As a certified dog trainer, who happens to own a "Red Zone" dog, I have done a lot of work with her. I also handle a lot of dogs, from training Working Dogs, to ones coming out of High Kill Shelters.

I am glad you posted the stats of people who died from bite related injuries. Too often, certain sites that pose as a dot org info sites, are too often fronts for suit happy lawyers.

We cannot get the actual stats for healthy companion animals killed by shelters, per annum. Millions of healthy dogs and cats are put to death, and yet, we keep breeding and buying, through less than reputable breeders.

Stats also show that 10,000 dogs are shot by the police, each year. This is now being addressed, as too often, these were domestic pets that were killed, simply because a SWAT/Martial State type of approach was the only training an officer had before bringing a warrant to a house.

Breed Specific Legislation (BSL) has identified Pit Bull type dogs as the main issue. In fact, if you look at a decade long study, done by the National Canine Research Council, the breed of the dog has nothing to do with bites.

As a trainer and owner of a non-Pit, mixed breed and dangerous dog, I would absolutely concur that the behaviour of the person, be it the handler, or the (potential) victim; has absolutely something to do with it.

I am acutely aware how much better my dog is, when I am in tune with myself. I think that's why a lot of trainers look like stars in classes: They are emotionally separated from a client's dog, so more in balance, than the owner/handler is.

There are some dogs, however, that are beyond the help of us. They are very few and far between, just as people respecting the needs of a non "Lassie" dog.

Between nefarious breeders (I want to make clear that I am not Anti Breeders; but the sort I refer to are those who do so en masse and not the ones who have Sire and Dam on site, and usually charge over $1,000 to a fully vetted family, with full disclosure, etc), lack of spay/neuter education, people thinking puppies are a cute Christmas gift and not understanding the serious work, commitment and difficulty that it takes to raise a successful dog, PARTICULARLY when coming from a pet shop, or someone who has "papers"; combined with the time we spend on devices and not paying attention, immediate gratification, and one famous TV Trainer...well, the whole thing with our relationships with dogs is a hot mess!

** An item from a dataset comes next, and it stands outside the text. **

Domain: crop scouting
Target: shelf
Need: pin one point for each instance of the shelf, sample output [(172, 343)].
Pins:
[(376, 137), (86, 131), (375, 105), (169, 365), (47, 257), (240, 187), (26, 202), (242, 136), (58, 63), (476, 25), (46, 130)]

I'm working with a client, who took in a Plott/Lab mix. He was mouthing/biting the crap out of her. (She shouldn't have a dog, but...). He responded well to my training, which is reward based, which includes positive rewards and negative punishments (removal of what a dog desires, such as yourself, a treat, etc.,). She bought a case of water spray guns. Noted how well he did when I was around....Didn't do the work.

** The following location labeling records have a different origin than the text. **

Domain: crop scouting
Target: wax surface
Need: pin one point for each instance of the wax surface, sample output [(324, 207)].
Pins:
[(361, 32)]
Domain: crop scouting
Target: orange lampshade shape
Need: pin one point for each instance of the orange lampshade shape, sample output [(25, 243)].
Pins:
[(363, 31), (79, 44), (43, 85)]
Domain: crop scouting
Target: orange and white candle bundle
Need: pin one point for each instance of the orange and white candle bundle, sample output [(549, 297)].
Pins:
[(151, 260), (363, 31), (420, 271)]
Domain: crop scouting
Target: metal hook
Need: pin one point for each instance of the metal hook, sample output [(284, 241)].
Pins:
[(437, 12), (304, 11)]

A year later, she sent him to a "Boot Camp". I came over. She was ignoring this trainer, also. He is not improving. He is dangerous and will become more so. I have to consider how to get him out of there, or how to motivate her to do the work, every, bloody, day, even, if, you, are, tired. Or he will end up in a kill shelter and be murdered.

Not by them, per se. By her lack of fully understanding what it takes to raise a dog. Sometimes we are blessed by easy and biddable dogs. Often, they are as dangerous and screwed up as humans are. Thank you for writing about those on "The Other End of The Leash".

I did cite my sources for numbers, but they are not allowed. So, anyone reading this will have to trust that I did not make them up.